The third edition of India’s second Biennale, scheduled between January 5-29, is titled “Habit_co_Habit”. It has been curated by art historian and curator Zasha Colah and art critic Luca Cerizza.
The locations will include Modern High School, Municipal Printing Press, Mahatma Phule Museum, Pataleshwar caves precinct, Sambhaji Park and ABIL Subway.
The theme of “Identity and Self” shall be discovered through diverse mediums and forums including displays, installations, workshops, dialogues and seminars.
The projects include workshops and exhibitions of differently-abled artists, student-focussed young expressions, interactions in public spaces like parks, experiment with transient art spaces such as shipping containers, exploring different materials and narratives through visual media.
“For this edition, we have invited a line-up of artists that use a good variety of mediums — from painting to sound, from sculpture to performance, from film to drawings and more,” spokesperson Kiran Shinde told IANS in an e-mail interview.

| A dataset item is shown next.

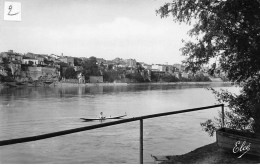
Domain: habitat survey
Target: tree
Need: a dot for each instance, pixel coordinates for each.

Shinde is also the managing director of the Pune Biennale Foundation, a not-for-profit organisation established to bring together art, architecture and design for enhancing visual aesthetics in Pune.
He said: “We have opted for diversity of expressions to promote the idea that aesthetics in everyday spaces could be enhanced by any medium despite the limitations and challenges that are posed by the peculiarities of the locations.”
The biennale boasts of a stellar line up of artists from more than six countries and 25 cities, who have confirmed their participation.
Visitors to Pune Biennale will get a glimpse of some substantial artworks from nearly 300 artists of national and international repute.
“Many artists display the capacity to understand the context and not thinking art as something independent, and are using their versatility and fluidity in creating artworks,” Shinde said.
Several precursor activities have begun to build up the participatory nature of biennale activities and seek engagement of people through projects such as street and graffiti art.
Shinde said: “We have initiated a national level architectural competition which will culminate with a panel discussion on ‘re-imaging streets as public space’ and an award ceremony.”
“We are seeing this internationalization also happening and we feel proud. We have also been able to garner more support from people and institutions in the city,” he said.